David Tomlinson finds some entertainment in back issues of a 1980s sporting title called The Working Gundog, with a sense of déjà vu…
DOES ANYONE remember a magazine called The Working Gundog that flourished in the late 1980s? Published quarterly, priced at £1 including postage, it was aimed directly at the field trialling community, with reports of trials and publication of results. It also included a variety of articles that, 30 years later, make interesting reading. I had never seen the magazine until recently, when a shooting friend, Martin, passed a few copies on to me.
Thirty years is a long time, but you won’t be surprised to know that there are quite a few gundog handlers who were active then who are still around. Several of the main topics of discussion from then are being debated today with equal passion.
In issue number 10, for example — not dated, but as it carried a report of the 1986 Retriever Championship it must have been published in early 1987 — Peter Clulee posed the question: “Are standards slipping?” If the name is familiar, it is because Peter’s son, Will, is one of our leading spaniel handlers.

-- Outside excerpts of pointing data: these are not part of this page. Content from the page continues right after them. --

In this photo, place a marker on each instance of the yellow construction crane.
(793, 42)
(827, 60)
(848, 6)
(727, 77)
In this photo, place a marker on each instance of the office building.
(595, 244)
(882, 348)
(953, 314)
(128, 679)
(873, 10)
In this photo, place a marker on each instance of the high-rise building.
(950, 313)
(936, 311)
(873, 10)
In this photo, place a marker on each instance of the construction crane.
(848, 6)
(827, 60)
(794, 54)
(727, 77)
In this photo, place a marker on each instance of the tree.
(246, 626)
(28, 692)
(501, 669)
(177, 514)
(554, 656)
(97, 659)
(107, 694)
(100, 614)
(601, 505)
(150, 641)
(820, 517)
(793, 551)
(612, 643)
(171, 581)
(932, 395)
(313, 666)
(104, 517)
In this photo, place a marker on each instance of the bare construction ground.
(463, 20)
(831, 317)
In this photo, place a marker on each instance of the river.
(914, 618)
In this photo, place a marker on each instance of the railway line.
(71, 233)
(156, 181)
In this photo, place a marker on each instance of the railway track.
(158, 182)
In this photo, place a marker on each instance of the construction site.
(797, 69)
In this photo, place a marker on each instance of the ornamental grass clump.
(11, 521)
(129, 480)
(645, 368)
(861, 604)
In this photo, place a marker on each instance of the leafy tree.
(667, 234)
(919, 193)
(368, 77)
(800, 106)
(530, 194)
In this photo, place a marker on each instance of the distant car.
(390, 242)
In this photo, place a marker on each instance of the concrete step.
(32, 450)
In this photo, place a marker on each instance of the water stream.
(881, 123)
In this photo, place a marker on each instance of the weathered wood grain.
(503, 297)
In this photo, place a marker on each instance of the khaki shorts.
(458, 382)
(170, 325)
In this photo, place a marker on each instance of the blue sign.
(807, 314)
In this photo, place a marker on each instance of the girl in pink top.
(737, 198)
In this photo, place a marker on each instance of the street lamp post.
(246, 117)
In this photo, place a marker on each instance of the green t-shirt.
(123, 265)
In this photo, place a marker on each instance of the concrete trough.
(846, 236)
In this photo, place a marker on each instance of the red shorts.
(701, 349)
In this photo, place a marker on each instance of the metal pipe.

“Field trials were never intended to be used as a training ground nor a venue where dogs and handlers could gain experience, yet while judging and as a fellow competitor I have heard at first hand handlers admitting their dogs have not been properly shot over,” wrote Clulee. He goes on to decry handlers running dogs that they know “full well are not up to standard... it makes a mockery of the whole concept of trialling”.